The fund will target outperformance of 150 basis points (gross of fees) over the S&P 500 index annualised over a period of 3-5 years, with a target tracking error of 2-4% and an Ongoing Charges Figure (OCF) of 45 basis points per annum for the Z (platform) share class, including an Annual Management Charge (AMC) of 30 basis points. The management team of 10, led by Brian Condon, head of Quantitative Strategies, currently manages more than US$18bn in assets, including more than $15bn in a similar US mutual fund strategy.
The long-only fund will hold around 80 stocks and aims to generate returns through stock selection whilst avoiding sector risks by building a sector-neutral portfolio. The fund managers may take discretionary investment decisions, for example on grounds of data quality or fundamental risks not captured by the models. They collaborate with a team of approximately 30 sector-focused fundamental analysts to complement their quantitative model’s outputs with proprietary assessments.
Gary Collins, head of Wholesale Distribution, EMEA at Columbia Threadneedle Investments said commented: “This fund complements our existing range of higher alpha US equity products and gives clients more choice of investment strategy for their US equity allocations. Brian, Peter and their team have a strong track record in running disciplined US equity funds, combining their proprietary quantitative models with the broader fundamental research and insights of Columbia Threadneedle Investments’ extensive US equity capabilities. We are delighted to now be able to offer our clients outside the US pooled fund access to this strategy.”
Fund manager Brian Condon commented: “This fund aims to give investors consistent outperformance of the US equity market in a lower cost product. We believe that a fundamentally based, quantitatively implemented investment process can identify and exploit mispricing opportunities in a consistent and repeatable manner.”
“By identifying fundamental drivers of stock returns within different industries, we build industry-specific stock selection models which identify undervalued as well as overvalued stocks.

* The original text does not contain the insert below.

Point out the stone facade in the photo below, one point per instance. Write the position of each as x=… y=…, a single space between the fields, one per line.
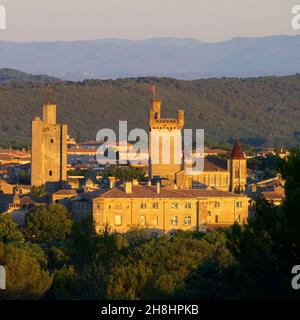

Drawing on these models, we construct a diversified, risk-managed portfolio that emphasises stock selection while minimising unintended style, sector, and industry exposures.”
Initially registered in Luxembourg, the fund is intended for distribution across other markets (Austria, Belgium, Finland, France, Germany, Italy, the Netherlands, Norway, Portugal, Spain, Sweden and Switzerland) pending regulatory approval in each country.